有無も言わさずに焔と花火は心の準備も出来ないまま空に飛ばされた。
上から焔の絶叫が響き渡った。
「・・・扱いの差よ・・・。」
白雪の空への浮かせ方と比べて雑すぎである。
「絶叫系すきそうじゃね?」と、ララがあっけらかんと言う。とりあえずその絶叫系とは何なのか分からない翠は知らぬ存ぜぬを突き通した。
とりあえずこれが原因で焔が高所恐怖症になっていない事を祈るばかりだ。
宙に浮いた焔達は飛行部隊と同じ高さまで上昇する。
「うっ!」
上空に行けば行く程竜巻の風がすぐ近くに感じられ気を抜けば直ぐに吹き飛ばされそうだ。

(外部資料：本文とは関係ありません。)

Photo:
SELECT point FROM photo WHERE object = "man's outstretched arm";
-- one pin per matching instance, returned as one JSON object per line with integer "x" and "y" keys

白雪が念話で合図を送れば詩雲がやって来て風を作り竜巻に変化させていく。
作り出した竜巻はあっという間に飛行部隊達の竜巻とほぼ同等の大きさになった。
「な・・・っ!?」
同じ風の神力使いだと言うのに自分達との力の差を見せられ彼等は圧倒され動揺する。一介の芸人風情がなぜこれ程までに強い神力を持っているのかと。
詩雲は己の作った竜巻を相手の竜巻にぶつけた。
竜巻同士をぶつけ合うとどうなるだろうか。
力が弱い方が消滅し残った竜巻の威力は落ちるが残る事が出来る。または逆に吸収し、勢力が増すかもしれない。